La tête me tourne tellement l’étalage grossier et criard qui sert de décoration à cette pièce agresse mes sens. Aux côtés de Nereïs, voleuse précieuse de son état, et de Ravenelle, réprouvée coquette qui occulte avec magnificence sa condition d’âme damnée, j’attends Vipérine, demie caboche assoiffée de carnage, en retard. Que ça ne devienne pas une habitude ! L’attente dans cet endroit affaiblit mes capacités de réflexion et de concentration nécessaires pour tenir éloignées les voix qui assaillent et torturent mon esprit.
Le retour à l’air pur soulage cette douleur lancinante et le meurtre d’un espion nain m’apaise quelque peu. Mes partenaires sont pleines de surprises. Après la mise à mort bien méritée du-dit nain, Ravenelle s’est retrouvée comme tétanisée. Rien de ce que nous avons tenté n’a pu la sortir de cette torpeur, pas même une potion administrée par Vipérine. Après un certain temps, elle a retrouvé sa vigueur, et sans souvenir apparent de sa léthargie s’est remise à se mouvoir.
L’apaisement n’a pas duré longtemps. A peine sorties de la bâtisse dans laquelle nous avons appliqué la sentence du petit être difforme que nous avons la désagréable visite d’une elfe de sang, qui, étrangement et contrairement à toute attente, se montre moins hautaine et complaisante que ses semblables. Manifeste d’une quelconque volonté de manipulation ou du refoulement de sa nature profonde, son mielleux accueil ne me convainc pas. Que cherche-t-elle ? Notre antipathie ? C’est gagné. Sa présence m’indispose, si je l’ignore, peut-être qu’elle s’en ira. A moins que je ne la tue ?
Les tâches s’enchainent et les récompenses s’accumulent. La fortune est encore loin, pour qui s’y intéresserait, mais notre labeur est justement rétribué. Les elfes sont indisposés par tout et n’importe quoi, en conséquence nous semons la mort. Seul fait notable dans la monotonie de notre besogne, il nous a été demandé de châtier des apprentis particulièrement calamiteux. Nous devons les transformer en sangliers bien gras. La punition est fort distrayante et nous nous gaussons de cette humiliation.
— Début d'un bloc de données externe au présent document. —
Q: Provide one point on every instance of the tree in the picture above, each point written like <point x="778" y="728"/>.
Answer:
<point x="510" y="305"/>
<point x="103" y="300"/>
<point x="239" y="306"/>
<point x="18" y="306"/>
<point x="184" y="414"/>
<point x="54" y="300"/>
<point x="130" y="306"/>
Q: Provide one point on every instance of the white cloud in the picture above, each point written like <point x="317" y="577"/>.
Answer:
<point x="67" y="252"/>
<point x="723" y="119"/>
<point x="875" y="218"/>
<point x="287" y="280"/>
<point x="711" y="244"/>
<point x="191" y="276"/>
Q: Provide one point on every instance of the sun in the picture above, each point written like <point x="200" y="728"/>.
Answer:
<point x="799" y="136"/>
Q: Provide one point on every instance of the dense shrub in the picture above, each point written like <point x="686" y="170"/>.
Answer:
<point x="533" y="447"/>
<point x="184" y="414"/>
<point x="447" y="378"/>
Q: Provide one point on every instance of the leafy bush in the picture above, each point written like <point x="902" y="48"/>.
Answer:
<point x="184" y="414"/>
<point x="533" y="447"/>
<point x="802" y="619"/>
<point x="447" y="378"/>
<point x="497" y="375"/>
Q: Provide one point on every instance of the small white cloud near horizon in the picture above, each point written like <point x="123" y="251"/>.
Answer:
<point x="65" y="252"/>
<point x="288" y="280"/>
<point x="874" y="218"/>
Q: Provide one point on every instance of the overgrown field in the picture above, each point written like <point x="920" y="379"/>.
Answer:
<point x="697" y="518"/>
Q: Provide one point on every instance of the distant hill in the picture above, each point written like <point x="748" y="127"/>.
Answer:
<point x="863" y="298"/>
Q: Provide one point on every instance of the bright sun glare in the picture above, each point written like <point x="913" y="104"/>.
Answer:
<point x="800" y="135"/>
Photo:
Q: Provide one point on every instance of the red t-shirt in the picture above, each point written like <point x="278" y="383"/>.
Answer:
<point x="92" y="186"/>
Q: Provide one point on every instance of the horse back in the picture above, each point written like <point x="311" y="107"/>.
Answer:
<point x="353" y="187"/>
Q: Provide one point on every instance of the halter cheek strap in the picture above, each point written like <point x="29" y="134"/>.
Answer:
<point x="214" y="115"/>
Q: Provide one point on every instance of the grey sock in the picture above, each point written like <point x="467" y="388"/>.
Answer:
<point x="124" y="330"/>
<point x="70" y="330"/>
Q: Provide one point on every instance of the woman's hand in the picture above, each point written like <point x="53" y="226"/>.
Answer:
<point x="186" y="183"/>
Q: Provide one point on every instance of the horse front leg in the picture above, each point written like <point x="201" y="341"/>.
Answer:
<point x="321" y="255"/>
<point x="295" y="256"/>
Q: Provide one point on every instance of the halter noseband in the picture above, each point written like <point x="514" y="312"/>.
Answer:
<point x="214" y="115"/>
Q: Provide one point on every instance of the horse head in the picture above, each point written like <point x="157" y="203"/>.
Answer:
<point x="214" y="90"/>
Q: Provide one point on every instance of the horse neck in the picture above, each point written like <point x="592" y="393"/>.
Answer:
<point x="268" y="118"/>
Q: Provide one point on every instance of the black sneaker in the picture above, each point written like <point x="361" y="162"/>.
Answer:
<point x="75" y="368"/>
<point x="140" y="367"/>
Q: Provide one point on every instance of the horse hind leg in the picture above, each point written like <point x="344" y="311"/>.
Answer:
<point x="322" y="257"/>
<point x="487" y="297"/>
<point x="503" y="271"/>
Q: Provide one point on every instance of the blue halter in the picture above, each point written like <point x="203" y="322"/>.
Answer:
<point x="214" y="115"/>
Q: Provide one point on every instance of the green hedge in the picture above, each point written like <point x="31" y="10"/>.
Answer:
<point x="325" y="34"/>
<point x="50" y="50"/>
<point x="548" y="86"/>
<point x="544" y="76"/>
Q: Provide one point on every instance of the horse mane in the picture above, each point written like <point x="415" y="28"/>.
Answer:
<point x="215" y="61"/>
Puis viennent les murlocs. Nous déferlons telle la tempête sur les côtes et massacrons impitoyablement ces êtres inférieurs à la peau luisante et aux pieds palmés. Nous tranchons leurs membres, brisons leurs crânes, meurtrissons leurs chairs. Les têtes volent par dizaines. Le sang visqueux macule nos armes et nos vêtements. Je me sens bien.
Mon ire tarie, et mes muscles cuisants, j’aspire à un repos bien mérité. Je prends congé de mes partenaires et regagne ma sordide chambre dans l’espoir de pouvoir m’y assoupir. Les voix se sont tues, le sommeil voudra peut-être de moi cette nuit.